Roman de l’exil de Madame Roland à Sétif Voici un roman qui risque fort de s’attirer, injustement, les foudres ou le silence désapprobateur des tenants d’une histoire nationaliste. Ils auront tort. En s’installant dans un épisode, à la fois anecdotique et symbolique, de l’histoire de la colonisation française en Algérie, Fayçal Ouaret se livre à un travail d’analyse et d’évocation subtil et éclairant du passé et peut-être du présent de l’Algérie lui-même, sous une forme romanesque.
Certes il y a d’abord dans ce roman de l’exil de Madame Roland à Sétif par le Prince président une peinture sensible et fine des sentiments d’une femme exceptionnelle, de la détresse ou du désespoir au courage en passant par un intérêt très vif pour les gens qui l’entourent. Il est vrai qu’il y eut d’autres cas, semblables ou apparentés au sien, parmi les premiers immigrants de l’Algérie coloniale, contraints eux aussi à s’expatrier par le bannissement politique, l’exode, la misère, la censure sociale, s’agissant de filles mères par exemple, ou l’espoir entretenu par les autorités d’améliorer des conditions de vie difficile en France.
Cependant le propos de l’auteur ne semble pas être principalement de peindre cet aspect de l’histoire de la colonisation française. La richesse du roman réside plutôt dans l’analyse à laquelle procède Fayçal Ouaret du mécanisme de fonctionnement de cette société coloniale naissante avec ses contradictions ainsi que des rapports entre celle-ci et la société autochtone.

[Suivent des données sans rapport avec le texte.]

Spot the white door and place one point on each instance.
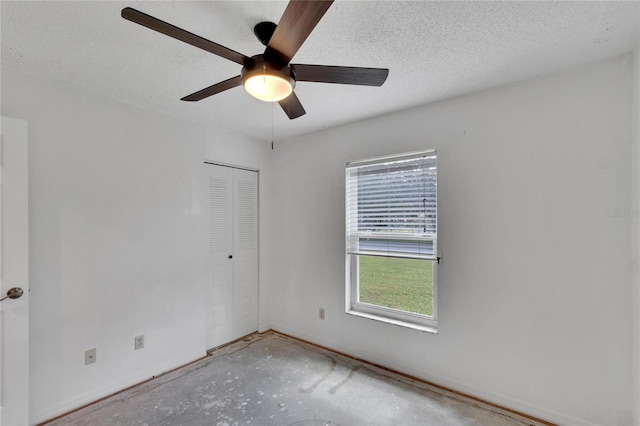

La hiérarchie militaro-policière coloniale est incarnée dans un Général comme façade respectable et prétendument humaniste. Il est flanqué d’un colonel exécuteur de basses œuvres que son homosexualité réprouvée et dissimulée voue à maîtriser tout secret et tout écart en mettant en oeuvre l’espionnage et la répression. Il y a là tout à la fois le décor de fonctionnement d’une société despotique, dictatoriale avant la lettre, et celui d’une société coloniale qui reposait sur des bases précaires et menacées. L’attitude de Mme Roland et son sort final préfigurent déjà de manière saisissante le sort d’autres rebelles de la guerre d’indépendance.

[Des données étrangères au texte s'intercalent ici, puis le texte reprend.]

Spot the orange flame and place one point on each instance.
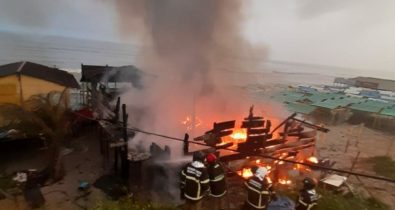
(313, 159)
(239, 134)
(245, 173)
(188, 122)
(284, 181)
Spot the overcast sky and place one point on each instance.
(348, 33)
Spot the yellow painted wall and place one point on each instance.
(32, 86)
(9, 90)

Une des réussites, réelles et fréquentes, de Terres Noires est dans la description des rapports entre la hiérarchie tribale avec le pouvoir en place mais aussi avec ce que représente le personnage de l’exilée politique. Fayçal Ouaret a développé cette peinture autour de figures ou d’événements romanesques captivants, la fille de notable berbère fugitive qui veut échapper à un mariage forcé et mener une vie plus libre, l’agression contre le fils du Caïd un jour d’orage, née de l’intolérance et de l’incompréhension des immigrants à l’égard des autochtones. On voit le jeu complexe de la hiérarchie militaire avec les autorités tribales, les compromis que celles-ci passent avec le pouvoir en place.
On voit aussi la sympathie mais aussi la distance ou l’incompréhension réciproque entre l’exilée et ces autorités tribales, exprimées par tantôt des silences énigmatiques, tantôt par des gestes de solidarité ou de reconnaissance sans suite.

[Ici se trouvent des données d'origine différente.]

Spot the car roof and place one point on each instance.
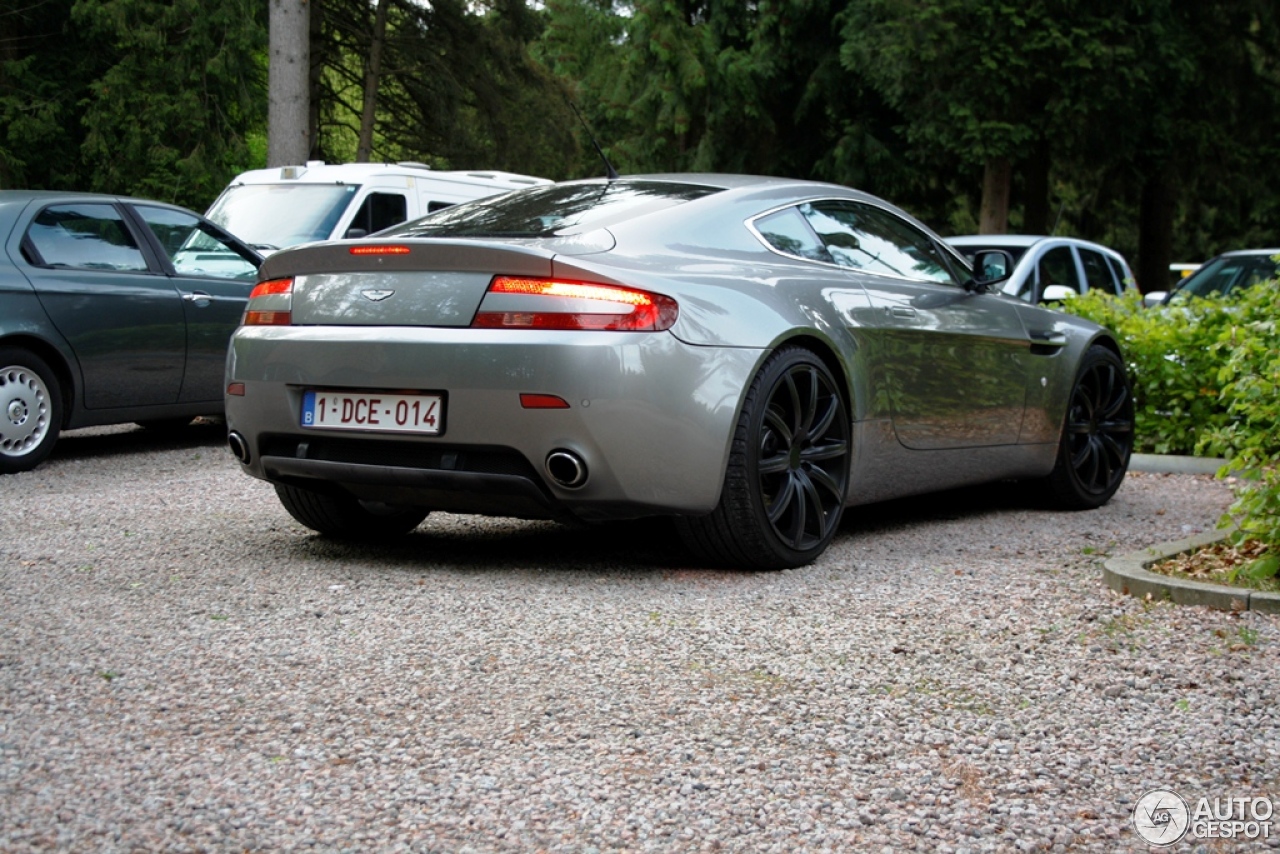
(1247, 252)
(24, 196)
(997, 240)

Ce que semble suggérer ce roman c’est que l’histoire coloniale fait partie intégrante de l’histoire de l’Algérie, même lorsque la population algérienne n’est pas au centre. Le parallélisme entre les convulsions historiques de la gestation d’une société républicaine et démocratique française et celles de l’émergence d’une société non coloniale algérienne est un rappel en soi des similarités dans l’histoire des deux pays.
D’une certaine manière, le mécanisme d’oppression qui pèsera sur la population algérienne est déjà là essayé et mis en place contre les républicains et la lutte de Mme Roland préfigure celle de futurs rebelles. Par delà cette ressemblance, d’une autre manière aussi, ce processus interne à la société française luttant pour les libertés républicaines peut se reproduire à l’intérieur d’autres sociétés ultérieures, algériennes ou autres, voire à nouveau française, le cas échéant.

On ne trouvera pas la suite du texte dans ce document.